# 2" Intake snork?



## madppcs (Aug 31, 2009)

U think the 2" is really necessary? I ran 1.5" for everything. The factory is already approx 1.5, I just tapped off of that. But I hear some people saying that u need 2".. Now Im kinda 2nd guessing myself. I dont have any problems with mine, but was just wondering..


----------



## coker6365 (Aug 31, 2009)

It all depends on what you are doing with the bike. More air flow through the engine the better, in most cases. Its a very tight fit, but 2" can be used for the intake. I used 1.5" on the CVT and 2" for the intake. You can also add another 1.5" snorkel off the airbox to help it breath even more. Just hide the CVT intake under the pod and use the three snorkels coming out for the air box and CVT exhaust. If you plan on doing cams, headwork, pistons, etc. then you will need more airflow to maximize results. You already have probably the top flowing exhaust, why not let the intake flow just as well?


----------



## madppcs (Aug 31, 2009)

Good point.. I never thought of running 2 air intakes, and hide the cvt intake. I might just run the larger 2" intake.. DO you have any pics of the modification to the airbox that needs to be done? Im thinking holesaw?


----------



## coker6365 (Aug 31, 2009)

Yeah, just use a holesaw. Its an awkward angle, but after you do a few you will be able to drill the hole just right without taking the box off. If your not comfortable doing that though, pull the airbox off and drill it. I will try to get some pics for you tomorrow or monday. I already have the bike loaded for a short trip today.


----------



## madppcs (Aug 31, 2009)

Sounds good..


----------



## coker6365 (Aug 31, 2009)

Not very good pics, but gives you an idea of how to get the PVC in the air box. This was done the night before a ride about a year ago when I first got it, still needs the final touches but works for now.


----------



## Polaris425 (Dec 16, 2004)

whats w/ the prime bulb in that line?


----------



## phreebsd (Dec 16, 2004)

yeah what's up with that? what's it for? 
i see you got some mud in that box too!


----------



## HeadC1 (Feb 11, 2009)

I run dual 2" on my Brute and it made a big difference. If you can tune it to duals then I recommend it. Definitely help to maximize the power out of it.


----------



## madppcs (Aug 31, 2009)

Thx for the pics, I am gonna go from 1.5, to 2".. I have a dyno run this tuesday, so I am gonna try and get it done this weekend.


----------



## coker6365 (Aug 31, 2009)

The primer bulb is my one-way valve. It only allows air to flow out and no contaminants in. I also have three loops after the valve tied to the frame with the open end facing down. This ensures that nothing, even if rolled over under water, will make it to the bottom end unless it leaks past the piston rings. I snorkeled another bike identical to this one that was rolled in 12ft of water(sudden drop off in a lake) and no water made it to the bottom end. Keeping water and debris out of the bottom end is priceless on engines that use babbit bearings instead of ball bearings.

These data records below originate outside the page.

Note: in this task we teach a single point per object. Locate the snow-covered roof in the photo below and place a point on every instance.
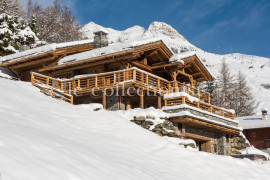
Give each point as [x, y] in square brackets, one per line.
[180, 56]
[199, 110]
[43, 49]
[253, 122]
[189, 114]
[112, 48]
[100, 29]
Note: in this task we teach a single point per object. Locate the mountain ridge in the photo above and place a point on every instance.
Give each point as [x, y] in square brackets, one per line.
[256, 68]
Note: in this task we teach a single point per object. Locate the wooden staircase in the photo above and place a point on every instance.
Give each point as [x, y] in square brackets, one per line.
[50, 87]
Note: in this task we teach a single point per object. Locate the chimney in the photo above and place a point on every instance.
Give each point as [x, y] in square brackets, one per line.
[264, 114]
[100, 39]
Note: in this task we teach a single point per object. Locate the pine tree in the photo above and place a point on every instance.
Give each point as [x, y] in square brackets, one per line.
[223, 95]
[11, 7]
[56, 24]
[244, 99]
[14, 31]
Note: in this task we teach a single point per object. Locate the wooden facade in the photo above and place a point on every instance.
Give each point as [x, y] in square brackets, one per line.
[259, 138]
[140, 68]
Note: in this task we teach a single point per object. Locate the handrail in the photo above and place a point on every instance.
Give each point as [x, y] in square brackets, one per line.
[53, 91]
[110, 79]
[201, 105]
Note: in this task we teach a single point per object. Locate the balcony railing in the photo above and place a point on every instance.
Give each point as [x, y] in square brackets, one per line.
[200, 105]
[123, 77]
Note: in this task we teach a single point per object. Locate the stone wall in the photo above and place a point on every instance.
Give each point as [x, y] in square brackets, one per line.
[238, 143]
[206, 115]
[113, 103]
[160, 126]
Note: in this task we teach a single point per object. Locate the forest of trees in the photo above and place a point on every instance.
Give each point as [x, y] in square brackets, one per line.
[231, 92]
[53, 24]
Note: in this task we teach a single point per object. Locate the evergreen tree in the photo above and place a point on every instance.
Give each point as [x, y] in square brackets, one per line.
[244, 99]
[223, 93]
[14, 31]
[11, 7]
[56, 24]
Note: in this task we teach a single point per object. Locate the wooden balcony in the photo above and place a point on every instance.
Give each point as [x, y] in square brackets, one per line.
[129, 77]
[133, 76]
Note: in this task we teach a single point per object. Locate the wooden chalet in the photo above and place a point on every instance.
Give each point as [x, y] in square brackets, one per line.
[72, 71]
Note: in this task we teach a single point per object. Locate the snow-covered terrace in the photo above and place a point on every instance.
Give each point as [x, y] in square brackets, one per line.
[43, 49]
[253, 122]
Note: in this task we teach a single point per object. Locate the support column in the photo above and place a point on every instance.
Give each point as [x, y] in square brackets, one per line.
[159, 102]
[104, 99]
[141, 99]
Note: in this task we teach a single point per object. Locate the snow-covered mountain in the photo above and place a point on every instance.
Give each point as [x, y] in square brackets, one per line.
[55, 140]
[257, 69]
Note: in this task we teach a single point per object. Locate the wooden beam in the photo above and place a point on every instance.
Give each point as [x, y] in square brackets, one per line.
[140, 65]
[128, 54]
[30, 64]
[159, 66]
[208, 126]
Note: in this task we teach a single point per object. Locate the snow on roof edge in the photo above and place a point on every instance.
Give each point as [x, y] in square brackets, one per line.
[112, 48]
[42, 49]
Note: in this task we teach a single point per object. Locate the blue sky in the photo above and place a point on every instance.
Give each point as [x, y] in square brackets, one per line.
[219, 26]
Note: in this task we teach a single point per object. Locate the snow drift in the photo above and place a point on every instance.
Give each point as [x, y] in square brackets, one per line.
[43, 138]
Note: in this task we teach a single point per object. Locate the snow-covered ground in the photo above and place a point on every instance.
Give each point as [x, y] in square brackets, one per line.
[44, 138]
[257, 69]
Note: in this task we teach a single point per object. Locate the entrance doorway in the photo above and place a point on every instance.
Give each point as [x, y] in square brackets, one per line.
[203, 143]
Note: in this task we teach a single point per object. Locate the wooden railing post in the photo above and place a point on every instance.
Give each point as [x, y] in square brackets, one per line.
[51, 91]
[159, 102]
[32, 79]
[95, 81]
[141, 99]
[71, 99]
[134, 75]
[176, 89]
[104, 99]
[79, 83]
[114, 78]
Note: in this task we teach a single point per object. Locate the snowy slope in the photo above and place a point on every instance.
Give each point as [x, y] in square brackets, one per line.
[43, 138]
[256, 76]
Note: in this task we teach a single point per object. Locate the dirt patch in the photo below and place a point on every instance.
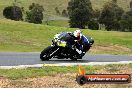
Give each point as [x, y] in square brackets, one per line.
[112, 48]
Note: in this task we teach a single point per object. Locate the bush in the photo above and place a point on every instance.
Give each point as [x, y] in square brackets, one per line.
[13, 13]
[80, 13]
[94, 25]
[35, 14]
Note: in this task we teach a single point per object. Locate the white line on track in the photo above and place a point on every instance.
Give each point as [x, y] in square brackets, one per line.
[62, 64]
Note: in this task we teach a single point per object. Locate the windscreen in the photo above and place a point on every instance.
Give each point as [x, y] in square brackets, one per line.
[64, 36]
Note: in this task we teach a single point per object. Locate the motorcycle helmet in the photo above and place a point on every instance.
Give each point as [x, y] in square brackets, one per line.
[77, 34]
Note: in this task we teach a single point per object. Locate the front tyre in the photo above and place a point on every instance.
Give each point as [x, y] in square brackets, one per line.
[45, 54]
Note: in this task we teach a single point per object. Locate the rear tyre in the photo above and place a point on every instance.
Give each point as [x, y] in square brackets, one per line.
[45, 54]
[81, 80]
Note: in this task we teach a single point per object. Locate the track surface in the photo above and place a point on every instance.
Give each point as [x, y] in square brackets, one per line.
[31, 58]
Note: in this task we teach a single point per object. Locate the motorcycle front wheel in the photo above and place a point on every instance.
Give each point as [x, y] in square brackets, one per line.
[46, 53]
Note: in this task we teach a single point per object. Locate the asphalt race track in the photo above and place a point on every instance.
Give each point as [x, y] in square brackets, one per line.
[31, 58]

The mud is just to add a little rustic appeal! lol. That box hasn't ever been cleaned out since it was new and has been in coutless mud holes and a few races, so you can just imagine how much mud and moisture gets sucked in. Now that I have the transmission laying on the floor in the garage, I can go ahead and tie up the loose ends on the snorkels and clean up the air box.

I completely agree with running two intakes. The more air flow the better IMO. I have yet to tune it so I haven't added the 2nd intake. While its down, I am going to try to get that done and hopefully tune it before Jacksonville in October. I have a generic map loaded on the PCIII and its very obvious that it is starving for fuel at wide open throttle but its not lean enough to cause an issue. It hasn't been raced since the PCIII was thrown on it so I haven't made it a necessity to tune it.


----------